The traditional LDS practice of bishops giving regular sexual worthiness interviews to minors has suddenly become a hot topic. No one really cares if bishops ask whether a kid attends church or reads her scriptures from time to time. It’s the sex that is stirring the pot here. Some recent Salt Lake Tribune articles:
- “Some say bishops’ interviews with children about sexual matters are intrusive, inappropriate“
- “The LDS Church should revise the bishop’s interview“
- A Robert Kirby piece, with this statement: “If you’re an older guy in a room alone with a 14-year-old girl and asking questions about her moral cleanliness doesn’t make you nervous, then there’s something wrong with you.”
- A “no problems here” statement to the SL Trib from an LDS Church spokesman, citing several policies regarding interviews that no one seems to be aware of or follow.
Almost every LDS bishop has been involved with Scouting and has received training about two-deep leadership. Why does this approach, which everyone agrees is sound and responsible, not strike these same bishops or others in the LDS hierarchy as a good idea for LDS practice as well? Here is a short quotation from the BSA site on youth protection (emphasis in original):
One-on-one contact between adults and youth members is prohibited. In situations requiring a personal conference, such as a Scoutmaster conference, the meeting is to be conducted with the knowledge and in view of other adults and/or youth.
I am sure that 100 out of 100 bishops would sincerely claim they have nothing but good intentions toward LDS youth. Good intentions aren’t enough, however.
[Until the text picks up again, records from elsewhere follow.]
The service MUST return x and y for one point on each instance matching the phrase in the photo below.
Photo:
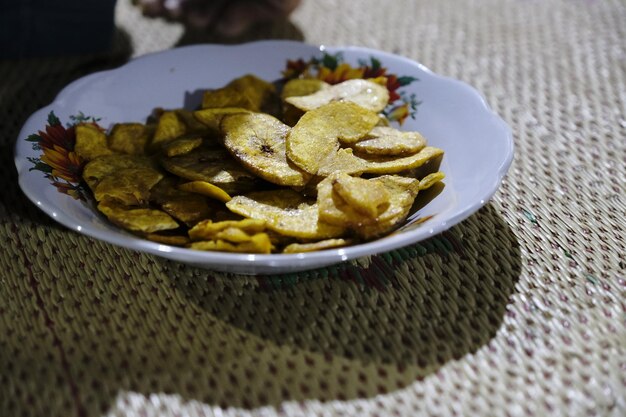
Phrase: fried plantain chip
(257, 140)
(298, 87)
(369, 198)
(214, 165)
(128, 186)
(137, 219)
(314, 141)
(286, 212)
(248, 92)
(334, 210)
(91, 141)
(130, 138)
(212, 117)
(189, 208)
(100, 167)
(314, 246)
(396, 164)
(173, 124)
(258, 243)
(172, 240)
(302, 87)
(389, 141)
(182, 145)
(208, 230)
(206, 189)
(365, 93)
Just off the top of my head, here are a few problems: (1) bishops receive little training about how to conduct interviews; (2) interview guidelines in the Handbook (do more listening than speaking; let the member bring up concerns and come up with ways to address those problems) don’t seem to apply to youth interviews; (3) bishops receive pretty much zero guidance or training on human sexuality or development; (4) bishops receive no training on how to proceed when a youth discloses abuse; (5) it’s not clear many bishops would even *recognize* a disclosure of abuse by a minor; (6) no one in the system seems to recognize that training LDS youth to regard as normal private interviews talking about sex with unrelated adults sets those youth up to be victimized by predatory adults they might encounter in other situations; and (7) there is almost no supervision or accountability for bishops who conduct inappropriate or aggressive or intrusive interviews. The Church really needs to do some serious thinking about this youth interview system before it blows up into another (avoidable) PR disaster.
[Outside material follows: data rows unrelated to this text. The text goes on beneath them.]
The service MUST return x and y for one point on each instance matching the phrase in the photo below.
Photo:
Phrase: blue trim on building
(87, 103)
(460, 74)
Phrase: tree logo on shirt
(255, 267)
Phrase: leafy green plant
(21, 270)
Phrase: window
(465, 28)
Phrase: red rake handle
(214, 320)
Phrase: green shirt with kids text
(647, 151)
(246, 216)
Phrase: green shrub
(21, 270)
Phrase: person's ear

I expect some readers have stories to share of their own or of family members. If so, no names or identifying details, please. A recent account posted over at the Exponent, “Being Disfellowshipped at 14,” illustrates some of the problems noted above. A longer and more detailed story is in the book Saving Alex, subtitled “When I was fifteen I told my Mormon parents I was gay, and that’s when my nightmare began.” It is a book and a story that will make you angry but is well worth reading. The bishops who appear in the story were utterly unequipped to recognize the nature of the problems they observed, or to provide helpful counsel to the youth and her parents, or to recognize abuse when it was disclosed and take action to protect the minor who disclosed. A high school teacher, a youth shelter worker, an attorney, even a bus driver helped the girl. Bishops, Mormon missionaries, and Mormon neighbors who were in various degrees aware of the situation did nothing.
I am confident there are very few bishops who intentionally traumatize or victimize LDS youth. But the system doesn’t do much to educate and train bishops or to supervise and correct those who cross the line. What line? There is so little guidance and supervision, how would an LDS bishop or an LDS youth or an LDS parent even know when an LDS bishop crosses the line? Maybe some of that extra tithing revenue that is being invested in ranches in Florida and Montana could be diverted to fund a serious internal study of LDS interview practices and guidelines, and provide some focused training for our bishops. Seems like a good investment to me.